About twenty kilometers west of London, in the little village of Stoke Poges, Eleanor closed the gate at St. Giles cemetery and shuffled down a rutted path. She’d just placed a little wreath on the marker of her deceased husband. He’d died during the Great War. Not in the war, just coincidentally during it; a heart attack while reading a Times story about the overthrow of the Russian Tsar. Eleanor always blamed the communists for his death and considered him a “wartime casualty,” even though the War Office consistently refused her demands for benefits.
With this thought on her mind she returned home to start a kettle for a cup of tea. Waiting for the water to boil, she turned on her crystal radio and plugged in the earpiece. A discussion of Gray’s “Elegy” was just concluding, one of her favorite pieces. But after just a moment, a familiar voice broke in.

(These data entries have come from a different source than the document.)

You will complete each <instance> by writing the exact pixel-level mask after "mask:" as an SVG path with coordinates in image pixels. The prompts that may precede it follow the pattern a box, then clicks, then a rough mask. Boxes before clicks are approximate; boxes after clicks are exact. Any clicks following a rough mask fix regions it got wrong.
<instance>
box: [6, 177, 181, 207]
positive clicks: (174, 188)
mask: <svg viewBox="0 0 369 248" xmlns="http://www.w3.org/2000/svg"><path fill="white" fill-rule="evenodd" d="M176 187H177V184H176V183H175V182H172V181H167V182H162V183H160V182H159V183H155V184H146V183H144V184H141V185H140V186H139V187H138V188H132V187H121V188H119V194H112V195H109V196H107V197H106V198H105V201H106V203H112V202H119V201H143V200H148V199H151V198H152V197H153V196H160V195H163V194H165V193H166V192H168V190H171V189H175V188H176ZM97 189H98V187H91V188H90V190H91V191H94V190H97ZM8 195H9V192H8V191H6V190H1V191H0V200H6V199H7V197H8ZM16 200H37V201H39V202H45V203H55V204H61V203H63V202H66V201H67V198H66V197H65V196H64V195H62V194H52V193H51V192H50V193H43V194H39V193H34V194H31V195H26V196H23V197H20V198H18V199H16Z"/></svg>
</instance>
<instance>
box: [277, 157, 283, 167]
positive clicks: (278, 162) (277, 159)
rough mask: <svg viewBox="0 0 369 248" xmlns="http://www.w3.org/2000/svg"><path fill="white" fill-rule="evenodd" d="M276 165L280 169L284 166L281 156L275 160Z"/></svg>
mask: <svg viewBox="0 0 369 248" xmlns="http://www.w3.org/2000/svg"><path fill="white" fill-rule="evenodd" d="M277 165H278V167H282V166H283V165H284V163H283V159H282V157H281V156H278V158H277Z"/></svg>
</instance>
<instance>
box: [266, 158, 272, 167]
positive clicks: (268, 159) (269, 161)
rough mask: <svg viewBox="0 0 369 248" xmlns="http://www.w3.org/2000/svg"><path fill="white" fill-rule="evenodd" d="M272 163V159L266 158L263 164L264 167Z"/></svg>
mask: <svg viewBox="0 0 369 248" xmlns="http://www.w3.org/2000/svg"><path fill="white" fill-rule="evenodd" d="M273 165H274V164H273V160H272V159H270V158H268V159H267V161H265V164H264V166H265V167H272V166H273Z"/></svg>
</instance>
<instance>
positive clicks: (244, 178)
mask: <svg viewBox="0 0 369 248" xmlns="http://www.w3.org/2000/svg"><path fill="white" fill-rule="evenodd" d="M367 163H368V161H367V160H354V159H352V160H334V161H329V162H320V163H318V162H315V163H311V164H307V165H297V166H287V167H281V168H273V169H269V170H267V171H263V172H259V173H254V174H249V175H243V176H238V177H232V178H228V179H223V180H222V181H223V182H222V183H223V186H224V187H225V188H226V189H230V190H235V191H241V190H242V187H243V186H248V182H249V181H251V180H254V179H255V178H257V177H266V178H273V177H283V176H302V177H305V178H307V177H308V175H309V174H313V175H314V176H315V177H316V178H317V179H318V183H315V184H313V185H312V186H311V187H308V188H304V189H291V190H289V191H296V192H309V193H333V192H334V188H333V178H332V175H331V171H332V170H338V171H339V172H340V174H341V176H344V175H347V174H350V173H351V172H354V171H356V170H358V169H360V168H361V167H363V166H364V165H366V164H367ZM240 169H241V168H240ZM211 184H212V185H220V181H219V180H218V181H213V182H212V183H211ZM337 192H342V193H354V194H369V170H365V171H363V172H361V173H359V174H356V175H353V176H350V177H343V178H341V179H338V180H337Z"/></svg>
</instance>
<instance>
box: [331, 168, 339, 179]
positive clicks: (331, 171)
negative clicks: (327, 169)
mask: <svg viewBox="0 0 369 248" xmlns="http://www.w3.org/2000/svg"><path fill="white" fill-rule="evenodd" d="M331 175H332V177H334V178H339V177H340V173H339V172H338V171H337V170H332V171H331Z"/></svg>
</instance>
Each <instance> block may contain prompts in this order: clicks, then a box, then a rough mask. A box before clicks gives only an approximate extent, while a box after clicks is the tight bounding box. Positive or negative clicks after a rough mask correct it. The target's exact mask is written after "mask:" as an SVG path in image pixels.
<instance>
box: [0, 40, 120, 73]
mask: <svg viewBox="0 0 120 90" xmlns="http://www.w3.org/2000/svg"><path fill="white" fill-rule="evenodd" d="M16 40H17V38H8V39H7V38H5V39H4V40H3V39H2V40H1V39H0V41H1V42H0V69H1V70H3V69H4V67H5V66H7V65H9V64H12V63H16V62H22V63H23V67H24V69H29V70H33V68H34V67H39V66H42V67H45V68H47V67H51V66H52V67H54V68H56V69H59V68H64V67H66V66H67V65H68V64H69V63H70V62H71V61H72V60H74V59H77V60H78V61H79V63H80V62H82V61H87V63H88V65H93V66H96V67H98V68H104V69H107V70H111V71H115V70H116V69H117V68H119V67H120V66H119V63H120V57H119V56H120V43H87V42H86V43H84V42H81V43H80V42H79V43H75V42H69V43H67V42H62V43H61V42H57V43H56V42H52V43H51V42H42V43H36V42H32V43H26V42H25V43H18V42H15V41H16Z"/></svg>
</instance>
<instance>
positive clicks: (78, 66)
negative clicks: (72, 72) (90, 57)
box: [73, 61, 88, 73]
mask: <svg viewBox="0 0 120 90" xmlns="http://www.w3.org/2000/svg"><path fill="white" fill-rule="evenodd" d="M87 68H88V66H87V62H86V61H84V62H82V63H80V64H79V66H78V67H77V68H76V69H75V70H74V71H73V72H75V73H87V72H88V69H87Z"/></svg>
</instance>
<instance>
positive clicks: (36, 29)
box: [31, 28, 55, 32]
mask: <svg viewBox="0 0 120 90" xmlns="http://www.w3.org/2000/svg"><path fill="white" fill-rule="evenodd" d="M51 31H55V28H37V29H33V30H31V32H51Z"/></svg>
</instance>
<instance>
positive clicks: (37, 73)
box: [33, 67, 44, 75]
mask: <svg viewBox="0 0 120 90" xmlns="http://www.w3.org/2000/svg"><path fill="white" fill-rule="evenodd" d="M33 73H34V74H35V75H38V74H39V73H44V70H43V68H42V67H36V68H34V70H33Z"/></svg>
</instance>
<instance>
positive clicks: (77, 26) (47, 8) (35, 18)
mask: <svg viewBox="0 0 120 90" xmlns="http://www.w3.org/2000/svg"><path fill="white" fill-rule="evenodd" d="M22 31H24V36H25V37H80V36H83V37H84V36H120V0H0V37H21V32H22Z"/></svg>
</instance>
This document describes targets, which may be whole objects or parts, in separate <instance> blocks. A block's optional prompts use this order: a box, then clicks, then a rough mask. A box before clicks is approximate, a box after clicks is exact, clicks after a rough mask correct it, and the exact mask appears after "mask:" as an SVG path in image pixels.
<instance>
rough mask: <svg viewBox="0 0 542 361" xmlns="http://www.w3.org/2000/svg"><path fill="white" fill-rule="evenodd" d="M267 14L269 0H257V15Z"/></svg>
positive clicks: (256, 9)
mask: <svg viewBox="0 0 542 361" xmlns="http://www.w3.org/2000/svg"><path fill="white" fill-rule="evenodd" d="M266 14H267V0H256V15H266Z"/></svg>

“We interrupt this program with breaking news... There’s been a demonstration by the unemployed in London... The crowd has now passed along Whitehall and, at the suggestion of Mr Popplebury, Secretary of the National Movement for Abolishing Theatre Queues, is preparing to demolish the Houses of Parliament with trench mortars...”
Eleanor gasped, “Bolshevists! I knew this day would come!”
“...and the clock tower has just fallen to the ground...”
Before tuning out and rushing over to break the news to her neighbors, she heard the announcer mention that since there was no more Big Ben, Greenwich Time would instead now be obtained from Edinburgh on Uncle Leslie’s repeating watch.
If Eleanor, and a million other British listeners, had listened a little more attentively and trusted the new media a little less, the January 16, 1926 national panic caused by Father Ronald Knox’s burlesque broadcast might not have happened.